Wednesday, June 14, 2017

Draft Accountability Regulation: Standards and Indicators

| Post By Susan Perkins Weston |

The Kentucky Board of Education recently held its first reading of a new accountability system regulation, and this post summarizes how that draft addresses two of the questions I’ve been using to summarize accountability issues. I’ll address the goal and rating questions in my next post, and I’ll cover plans for identifying and supporting schools with performance weaknesses in a post after that.

For more background, take a look at this quick summary of Every Student Succeeds Act (ESSA) and Kentucky’s Senate Bill 1 (SB 1) or at the full regulation draft included in the June 7 KBE agenda (scroll down to item XXI).

1. What should our rising generation know and be able to do?
Kentucky’s academic standards are established in another regulation, and SB 1 calls for each subject to be reviewed on a six-year cycle for “possible revision or replacement to ensure alignment with postsecondary readiness standards necessary for global competitiveness and with state career and technical education standards,” using a process of public input, subject-area committees, legislative committee attention, and KBE final decisions. Accordingly, the draft accountability regulation does not need to address standards.

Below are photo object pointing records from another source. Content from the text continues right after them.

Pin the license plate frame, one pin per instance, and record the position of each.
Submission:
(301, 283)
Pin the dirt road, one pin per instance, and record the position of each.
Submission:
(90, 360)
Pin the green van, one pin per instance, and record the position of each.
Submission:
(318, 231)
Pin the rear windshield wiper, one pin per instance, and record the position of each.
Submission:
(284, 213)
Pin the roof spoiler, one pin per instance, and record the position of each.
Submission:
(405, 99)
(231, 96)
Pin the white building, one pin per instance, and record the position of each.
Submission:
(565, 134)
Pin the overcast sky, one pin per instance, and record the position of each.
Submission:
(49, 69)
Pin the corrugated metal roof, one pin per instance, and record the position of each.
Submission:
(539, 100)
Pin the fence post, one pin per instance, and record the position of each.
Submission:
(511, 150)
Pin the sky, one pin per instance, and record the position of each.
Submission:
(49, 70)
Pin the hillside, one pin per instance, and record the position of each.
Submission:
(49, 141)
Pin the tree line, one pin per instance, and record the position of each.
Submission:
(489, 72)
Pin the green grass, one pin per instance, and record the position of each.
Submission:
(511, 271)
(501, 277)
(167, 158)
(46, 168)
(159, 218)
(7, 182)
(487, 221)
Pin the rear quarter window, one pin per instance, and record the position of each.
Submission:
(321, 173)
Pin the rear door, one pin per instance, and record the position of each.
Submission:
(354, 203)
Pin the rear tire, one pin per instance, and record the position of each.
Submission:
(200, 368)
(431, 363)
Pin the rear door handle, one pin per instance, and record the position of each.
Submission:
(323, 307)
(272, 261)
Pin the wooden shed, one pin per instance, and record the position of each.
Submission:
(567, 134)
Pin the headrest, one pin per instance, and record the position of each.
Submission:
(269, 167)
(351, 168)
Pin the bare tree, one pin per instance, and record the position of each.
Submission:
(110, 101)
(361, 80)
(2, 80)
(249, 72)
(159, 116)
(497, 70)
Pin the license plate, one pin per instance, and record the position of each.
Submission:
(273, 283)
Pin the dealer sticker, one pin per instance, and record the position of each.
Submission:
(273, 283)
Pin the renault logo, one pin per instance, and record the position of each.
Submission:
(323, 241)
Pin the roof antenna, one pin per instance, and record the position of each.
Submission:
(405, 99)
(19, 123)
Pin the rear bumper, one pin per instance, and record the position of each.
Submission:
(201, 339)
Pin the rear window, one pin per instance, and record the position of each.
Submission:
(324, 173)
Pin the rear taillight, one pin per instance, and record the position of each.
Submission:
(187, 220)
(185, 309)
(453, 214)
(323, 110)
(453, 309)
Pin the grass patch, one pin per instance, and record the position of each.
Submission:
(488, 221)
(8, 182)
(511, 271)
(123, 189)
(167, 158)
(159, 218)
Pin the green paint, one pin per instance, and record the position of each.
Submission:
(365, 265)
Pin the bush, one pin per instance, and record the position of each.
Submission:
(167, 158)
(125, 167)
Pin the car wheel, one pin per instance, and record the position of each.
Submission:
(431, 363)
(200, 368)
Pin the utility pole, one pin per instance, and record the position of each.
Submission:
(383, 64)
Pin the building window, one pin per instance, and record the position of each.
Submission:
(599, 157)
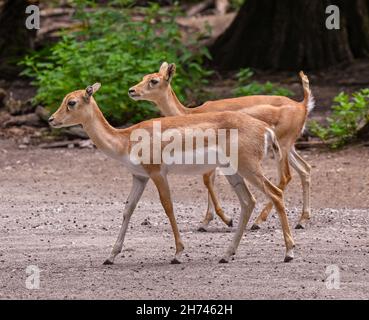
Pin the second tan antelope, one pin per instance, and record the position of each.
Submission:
(286, 116)
(80, 108)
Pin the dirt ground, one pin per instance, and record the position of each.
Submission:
(61, 209)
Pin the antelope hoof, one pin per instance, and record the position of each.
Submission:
(202, 229)
(175, 261)
(289, 256)
(223, 260)
(255, 227)
(300, 226)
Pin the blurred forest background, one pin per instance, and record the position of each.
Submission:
(222, 48)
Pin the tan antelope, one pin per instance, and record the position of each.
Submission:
(80, 108)
(286, 116)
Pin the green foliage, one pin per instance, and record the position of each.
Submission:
(347, 116)
(115, 46)
(255, 87)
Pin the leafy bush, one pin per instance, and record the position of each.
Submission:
(255, 87)
(349, 114)
(115, 46)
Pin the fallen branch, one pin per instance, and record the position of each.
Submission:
(311, 144)
(68, 144)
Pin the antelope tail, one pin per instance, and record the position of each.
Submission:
(308, 101)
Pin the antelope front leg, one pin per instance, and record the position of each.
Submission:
(285, 178)
(161, 184)
(138, 186)
(213, 203)
(303, 169)
(247, 202)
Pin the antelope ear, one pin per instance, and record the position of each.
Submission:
(163, 68)
(170, 72)
(90, 90)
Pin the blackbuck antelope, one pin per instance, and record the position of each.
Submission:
(80, 108)
(286, 116)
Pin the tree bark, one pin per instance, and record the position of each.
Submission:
(292, 35)
(15, 38)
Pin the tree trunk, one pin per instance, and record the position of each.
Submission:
(15, 38)
(292, 35)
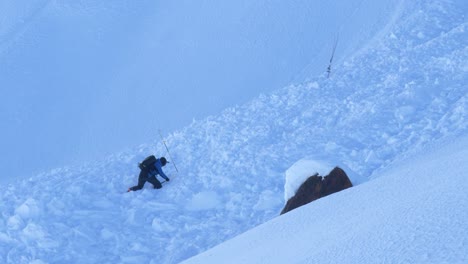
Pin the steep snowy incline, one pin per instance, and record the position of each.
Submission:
(406, 90)
(415, 212)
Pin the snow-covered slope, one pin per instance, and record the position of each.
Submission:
(415, 212)
(404, 90)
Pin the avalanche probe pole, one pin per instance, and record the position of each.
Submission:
(164, 142)
(331, 59)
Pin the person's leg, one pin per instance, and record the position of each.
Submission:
(141, 181)
(156, 183)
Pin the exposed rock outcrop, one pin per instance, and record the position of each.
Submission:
(316, 187)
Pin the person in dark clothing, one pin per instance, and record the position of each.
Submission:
(150, 168)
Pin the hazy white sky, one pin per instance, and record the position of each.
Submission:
(80, 79)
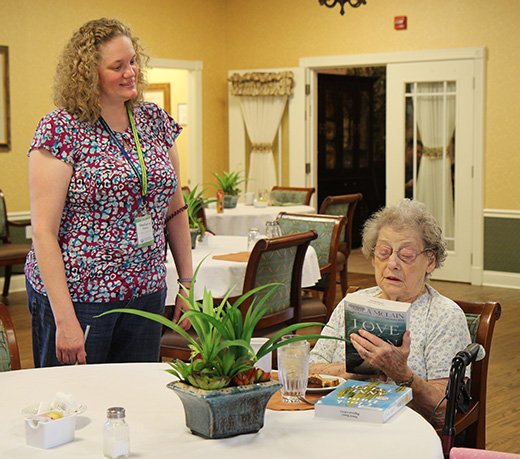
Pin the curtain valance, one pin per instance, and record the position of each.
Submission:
(262, 84)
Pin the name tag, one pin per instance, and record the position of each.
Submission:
(144, 229)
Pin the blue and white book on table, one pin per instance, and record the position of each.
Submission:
(363, 401)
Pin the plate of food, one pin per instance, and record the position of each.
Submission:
(323, 383)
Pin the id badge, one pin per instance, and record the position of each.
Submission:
(144, 229)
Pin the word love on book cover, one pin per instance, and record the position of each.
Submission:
(386, 319)
(363, 401)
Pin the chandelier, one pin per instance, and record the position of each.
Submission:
(352, 3)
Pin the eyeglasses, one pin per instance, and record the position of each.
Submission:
(406, 254)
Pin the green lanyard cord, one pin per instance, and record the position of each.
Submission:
(144, 183)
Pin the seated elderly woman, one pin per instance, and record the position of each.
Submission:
(405, 244)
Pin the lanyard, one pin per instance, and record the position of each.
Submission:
(141, 176)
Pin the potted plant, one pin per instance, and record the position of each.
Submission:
(222, 392)
(196, 201)
(228, 182)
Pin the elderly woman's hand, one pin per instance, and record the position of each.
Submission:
(391, 360)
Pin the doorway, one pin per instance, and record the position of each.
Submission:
(467, 259)
(351, 139)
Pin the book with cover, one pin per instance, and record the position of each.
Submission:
(384, 318)
(363, 401)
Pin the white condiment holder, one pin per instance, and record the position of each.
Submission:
(50, 434)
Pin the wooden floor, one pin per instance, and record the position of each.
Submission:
(503, 406)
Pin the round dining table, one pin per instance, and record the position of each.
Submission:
(157, 425)
(238, 221)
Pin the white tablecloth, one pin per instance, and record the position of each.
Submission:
(221, 276)
(157, 425)
(237, 221)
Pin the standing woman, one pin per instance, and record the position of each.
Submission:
(102, 180)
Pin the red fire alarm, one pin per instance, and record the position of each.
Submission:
(400, 23)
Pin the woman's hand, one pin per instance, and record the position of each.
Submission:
(70, 343)
(391, 360)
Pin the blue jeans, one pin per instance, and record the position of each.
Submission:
(114, 338)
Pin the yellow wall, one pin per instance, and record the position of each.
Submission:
(303, 28)
(234, 34)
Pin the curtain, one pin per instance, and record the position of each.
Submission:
(262, 98)
(436, 122)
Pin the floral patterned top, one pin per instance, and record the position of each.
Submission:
(97, 233)
(438, 326)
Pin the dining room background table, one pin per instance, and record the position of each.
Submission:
(220, 276)
(238, 221)
(155, 416)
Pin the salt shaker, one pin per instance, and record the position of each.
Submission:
(116, 434)
(272, 229)
(252, 238)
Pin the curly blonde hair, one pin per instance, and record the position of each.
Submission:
(76, 84)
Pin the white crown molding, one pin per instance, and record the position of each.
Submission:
(501, 213)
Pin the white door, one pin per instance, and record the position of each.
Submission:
(433, 103)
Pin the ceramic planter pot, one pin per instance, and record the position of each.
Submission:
(230, 202)
(227, 412)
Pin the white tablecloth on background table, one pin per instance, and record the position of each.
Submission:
(157, 425)
(237, 221)
(220, 276)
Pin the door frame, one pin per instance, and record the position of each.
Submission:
(194, 113)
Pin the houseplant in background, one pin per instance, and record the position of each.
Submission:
(222, 392)
(196, 201)
(228, 182)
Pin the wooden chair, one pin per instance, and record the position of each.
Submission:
(326, 245)
(342, 205)
(275, 260)
(481, 318)
(287, 195)
(10, 254)
(9, 354)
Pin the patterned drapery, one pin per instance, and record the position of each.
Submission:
(262, 98)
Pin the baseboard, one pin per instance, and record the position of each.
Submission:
(501, 279)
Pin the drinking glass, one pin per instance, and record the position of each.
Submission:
(293, 369)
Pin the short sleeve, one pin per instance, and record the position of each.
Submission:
(55, 133)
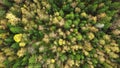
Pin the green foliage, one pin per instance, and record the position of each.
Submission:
(2, 13)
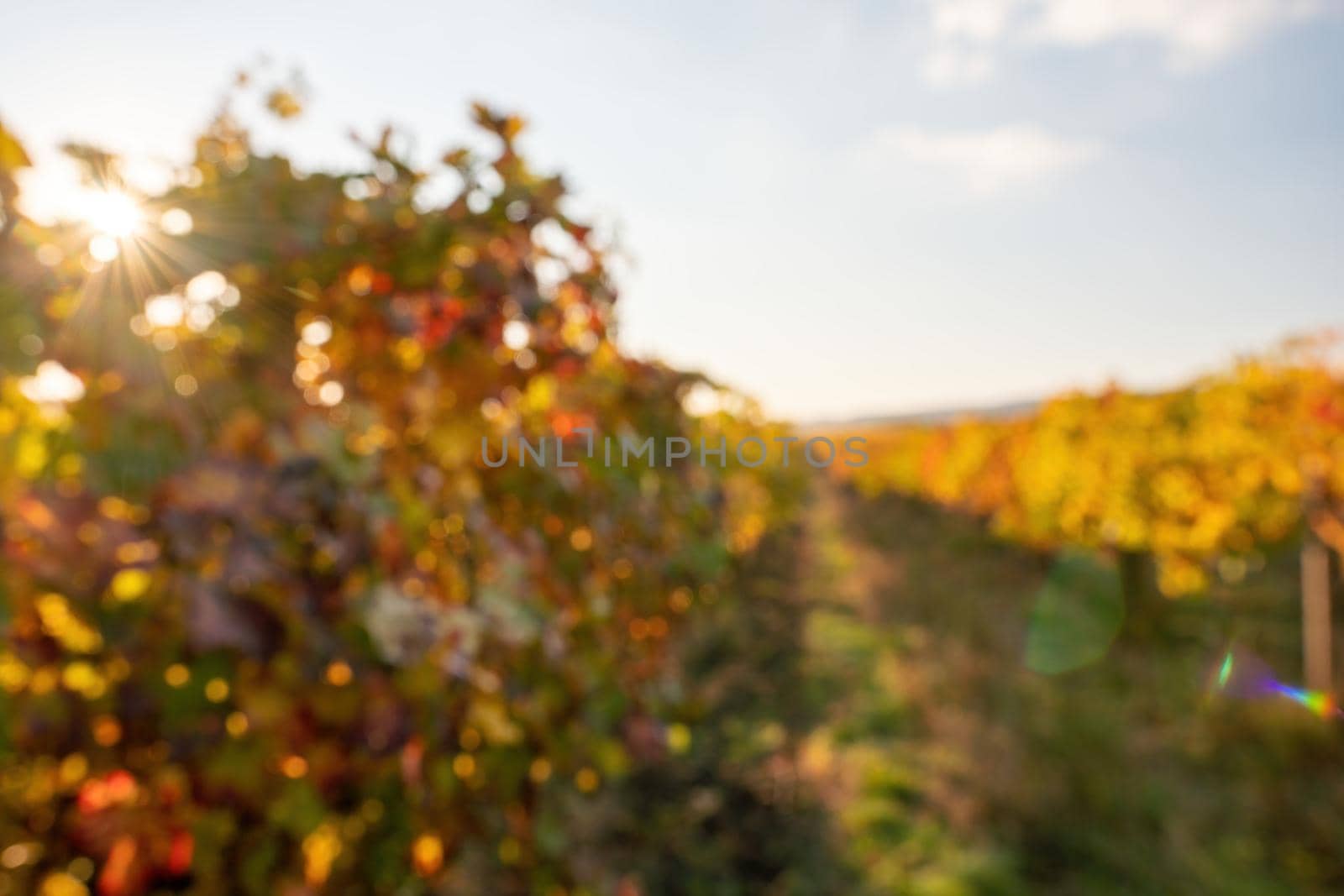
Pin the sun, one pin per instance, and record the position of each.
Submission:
(112, 212)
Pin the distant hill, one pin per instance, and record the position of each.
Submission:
(931, 418)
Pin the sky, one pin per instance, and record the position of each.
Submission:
(840, 208)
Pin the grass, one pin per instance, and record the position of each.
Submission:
(949, 766)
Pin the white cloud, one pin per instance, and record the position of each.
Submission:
(969, 34)
(987, 161)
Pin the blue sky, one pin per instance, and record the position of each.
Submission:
(837, 207)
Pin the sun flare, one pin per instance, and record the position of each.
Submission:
(112, 212)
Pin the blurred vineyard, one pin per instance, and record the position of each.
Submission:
(1200, 477)
(270, 625)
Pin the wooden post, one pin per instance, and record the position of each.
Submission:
(1316, 594)
(1316, 614)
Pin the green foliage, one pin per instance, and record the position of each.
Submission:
(272, 624)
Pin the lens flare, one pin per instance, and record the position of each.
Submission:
(1247, 678)
(112, 212)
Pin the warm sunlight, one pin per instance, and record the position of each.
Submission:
(111, 212)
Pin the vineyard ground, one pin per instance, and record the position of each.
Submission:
(951, 768)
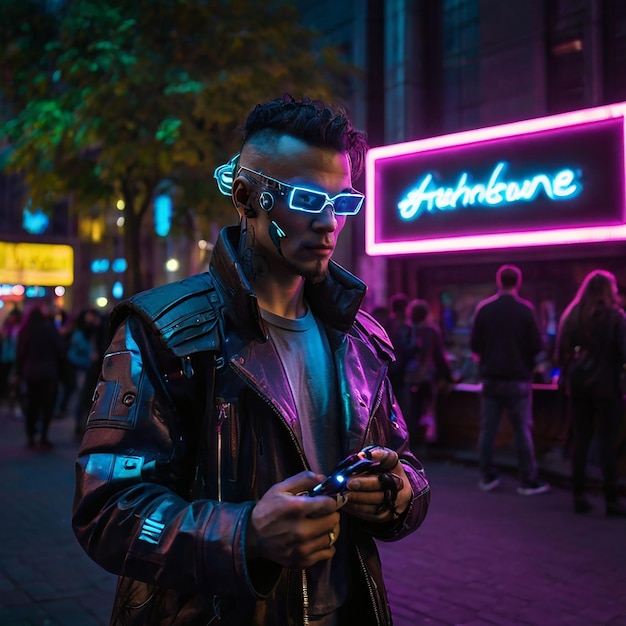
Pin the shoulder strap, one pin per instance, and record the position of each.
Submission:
(183, 314)
(372, 331)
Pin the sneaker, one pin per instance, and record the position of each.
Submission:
(489, 483)
(533, 488)
(582, 506)
(615, 509)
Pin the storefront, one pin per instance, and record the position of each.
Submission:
(32, 271)
(547, 194)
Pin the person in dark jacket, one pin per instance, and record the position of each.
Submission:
(225, 398)
(38, 365)
(593, 324)
(427, 370)
(506, 337)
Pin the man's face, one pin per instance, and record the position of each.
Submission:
(309, 238)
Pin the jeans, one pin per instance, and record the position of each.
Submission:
(603, 417)
(516, 398)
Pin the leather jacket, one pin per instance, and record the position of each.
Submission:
(193, 420)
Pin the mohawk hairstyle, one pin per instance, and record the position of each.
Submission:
(312, 121)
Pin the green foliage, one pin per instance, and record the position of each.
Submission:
(102, 99)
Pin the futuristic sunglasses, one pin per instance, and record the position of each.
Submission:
(298, 198)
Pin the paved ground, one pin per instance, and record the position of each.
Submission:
(479, 558)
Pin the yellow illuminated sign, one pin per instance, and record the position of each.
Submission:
(46, 265)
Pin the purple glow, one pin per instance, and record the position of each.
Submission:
(494, 193)
(429, 197)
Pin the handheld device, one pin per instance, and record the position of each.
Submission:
(358, 463)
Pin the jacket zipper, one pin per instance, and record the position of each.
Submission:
(221, 416)
(370, 589)
(305, 600)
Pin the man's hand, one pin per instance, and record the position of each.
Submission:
(371, 496)
(294, 530)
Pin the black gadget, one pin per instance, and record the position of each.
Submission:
(357, 463)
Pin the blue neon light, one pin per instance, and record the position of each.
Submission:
(426, 196)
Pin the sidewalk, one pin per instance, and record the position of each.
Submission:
(479, 558)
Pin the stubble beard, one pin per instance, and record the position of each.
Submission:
(314, 274)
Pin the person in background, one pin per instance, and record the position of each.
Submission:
(83, 354)
(505, 337)
(225, 398)
(594, 324)
(381, 314)
(38, 364)
(8, 354)
(398, 330)
(427, 369)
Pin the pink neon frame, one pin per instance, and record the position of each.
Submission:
(515, 239)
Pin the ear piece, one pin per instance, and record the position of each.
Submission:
(266, 201)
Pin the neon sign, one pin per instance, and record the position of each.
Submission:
(553, 180)
(426, 196)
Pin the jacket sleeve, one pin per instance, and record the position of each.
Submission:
(131, 513)
(388, 428)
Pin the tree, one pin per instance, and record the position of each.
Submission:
(113, 100)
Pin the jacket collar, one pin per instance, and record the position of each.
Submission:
(335, 301)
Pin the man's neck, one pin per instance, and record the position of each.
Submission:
(285, 299)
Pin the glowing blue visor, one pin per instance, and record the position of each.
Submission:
(298, 198)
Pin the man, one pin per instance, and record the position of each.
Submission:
(506, 338)
(226, 397)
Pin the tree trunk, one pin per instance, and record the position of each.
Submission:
(132, 250)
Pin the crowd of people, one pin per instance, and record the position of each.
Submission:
(589, 352)
(49, 364)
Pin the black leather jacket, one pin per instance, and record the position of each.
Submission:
(165, 488)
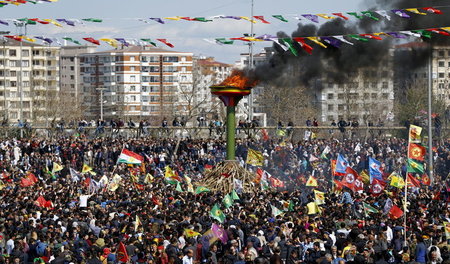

2. What indicators can we use to track our progress toward those desired results?
For elementary and middle schools, the draft regulation calls for indicators that include:
  • Proficiency on state assessments, with partial credit for apprentice results extra credit for distinguished work, and extra credit for proficient or distinguished work on assessments for higher grade levels
  • Achievement gap closure on state assessments, looking at income, race, disability status, English learner status, and a “consolidated group” based on race, disability status, and English learner status
  • Growth, using state reading and math assessments to check whether individual students move to higher performance levels from one year to the next and also checking English learners’ progress toward English proficiency
  • Opportunity and access, including chronic absenteeism, gifted and talented services, rich curriculum (arts, health and physical education, science, and social studies), and access to counselors, nurses, and librarians. For middle schools, career exploration will also be part of the curriculum data.
For high schools, the draft calls for indicators that include:
  • Proficiency
  • Achievement gap closure
  • Growth, checking English learners’ progress toward English proficiency
  • Opportunity and access, including chronic absenteeism, graduation rate, advanced coursework, rich curriculum (global competency/world language, career and technical), and access to nurses, librarians, and career counselors
  • Transition readiness, shown by earning a diploma, demonstrating essential skills, and showing either academic readiness (college entrance exam, AP, IB, dual credit) or technical readiness (industry certification, KOSSA, dual credit) or military readiness (ASVAB)
One more element:
  • A local measure will be chosen by districts and charter schools and included in district and charter ratings. (The Kentucky Department of Education’s June 12, 2017 PowerPoint http://education.ky.gov/comm/Documents/CTP%206-17%20Accountability%20System2.pdf includes a small modification, calling for the local measure to included as a part of the Opportunity and Access indicator rather than being a separate indicator in the overall design.

For ESSA approval, four-year graduation rates must be used as a measure, with five-year rates and other extended periods allowed as optional additions. Kentucky’s ESSA plan will need to include the four-year approach.

For ESSA approval, indicators must be reported and used “for all students and separately for each subgroup of students.” The one exception is the English proficiency measure, which can be used without disaggregation. In recent discussions, Department leaders have noted that it may not be possible to break out access to nurses, librarians, and counselors that way. Data that cannot be disaggregated by student groups will not be used in accountability ratings, but could still be included in other reporting.